Abstract

The adverse effects of liquid cargo slosh on dynamic responses and safety performance of partially filled road vehicles are well known. The general-purpose railway tank car may also encounter partial fill conditions due to variations in density of the liquid cargo and track load limit. The additional slosh forces and moments from the partially filled state of the tank may further affect the wheel-rail forces, dynamic response, and safety of the rail vehicles. The coupled sloshing cargo and vehicle system dynamics have been investigated in only a few studies because of complexity and high computation demand. The objective of this study is to investigate the influence of liquid cargo sloshing on the dynamic performance of railway tank cars. Other than detail modelling, the topics of lateral dynamics, curving performance and switch passing responses of partially filled railway tank cars through a co-simulation approach have been addressed in this dissertation.

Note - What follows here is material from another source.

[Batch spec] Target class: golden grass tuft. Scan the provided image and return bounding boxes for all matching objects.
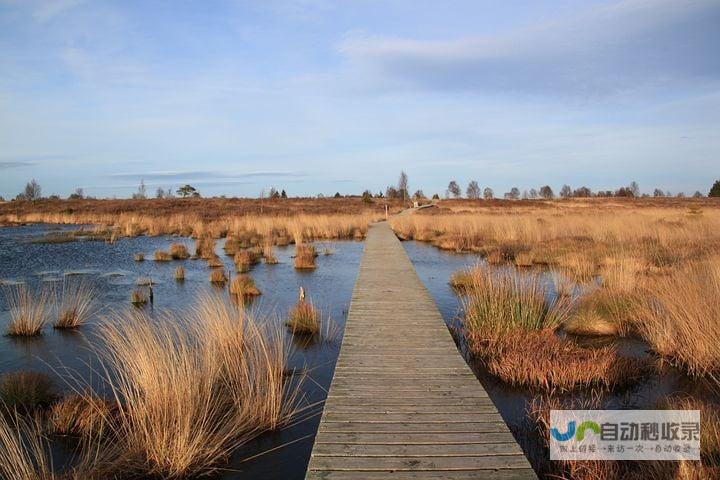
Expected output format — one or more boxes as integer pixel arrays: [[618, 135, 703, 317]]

The nonlinear damping characteristics of friction wedges in the secondary suspension of a freight wagon are investigated considering non-smooth unilateral contact, multi-axis motions, slip-stick conditions, and geometry of the wedges. The parameters of the contact pairs within the suspension were identified to achieve smooth and efficient numerical solutions while ensuring adequate accuracy. The friction wedge model was integrated into the multibody dynamic model of a three-piece bogie to study the effects of wedge properties on hunting characteristics. The resulting 114-degrees-of-freedom wagon model incorporated constraints due to side bearings, axle boxes, and the centre plates, while the wheel-rail contact forces were obtained using the FastSim algorithm. The simulation results were obtained to study hunting characteristics of the wagon in terms of critical speed and the predominant oscillation frequency. The study also examined the effects of wedge friction and geometry on lateral stability characteristics of the freight car. The results showed subcritical Hopf bifurcation of dynamic responses of the wagon. The parametric study showed an increase in the wedge angle, friction coefficient, and springs free length to yield higher critical speed. The validated dynamic model of the wagon is further used to investigate the effects of liquid sloshing on hunting speed of partly filled tank car. An analytical liquid slosh model is used to capture dynamic response of the liquid cargo in a horizontal cylindrical tank using up to five fundamental modes in the roll plane under lateral as well as yaw motions of the tank car. The liquid slosh model is co-simulated with the comprehensive nonlinear model of a railway tank car to evaluate the lateral dynamic response of the tank car. The results suggest that fill levels and the corresponding slosh forces can adversely affect the lateral stability performance and yield lower critical hunting speed of railway tank car.
The influence of liquid cargo sloshing on the dynamic performance of railway tanker in a typical curve negotiation is further examined using the proposed coupled co-simulation model. The performance measures include car roll angle, unloading of the wheelset and derailment quotient. The results clearly demonstrate that partial state of the tank car and resulting slosh could lead to a significantly larger dynamic response of the system and may result in separation of wheel and rail contact at lower forward speed in comparison to the rigid cargo assumption. Dynamic simulations of partially filled railway tank cars without fluid slosh consideration will thus lead to underestimation of overturning critical conditions on the curving manoeuvres. Above performance measures in a switch-passing manoeuvre is finally examined for different fill ratios and switch geometries. The results obtained for the coupled vehicle and liquid slosh model clearly showed strong interactions between the switch-induced transient liquid slosh and vehicle dynamics for the partial-fill ratio of 60% and less. The effect of fluid slosh on the car body roll angle and wheelset unloading ratio was observed to diminish with fill ratio above 90%. Neglecting the contributions due to dynamic slosh force and roll moment may lead to overestimation of the critical speed in switch-passing manoeuvres if the car is partially filled.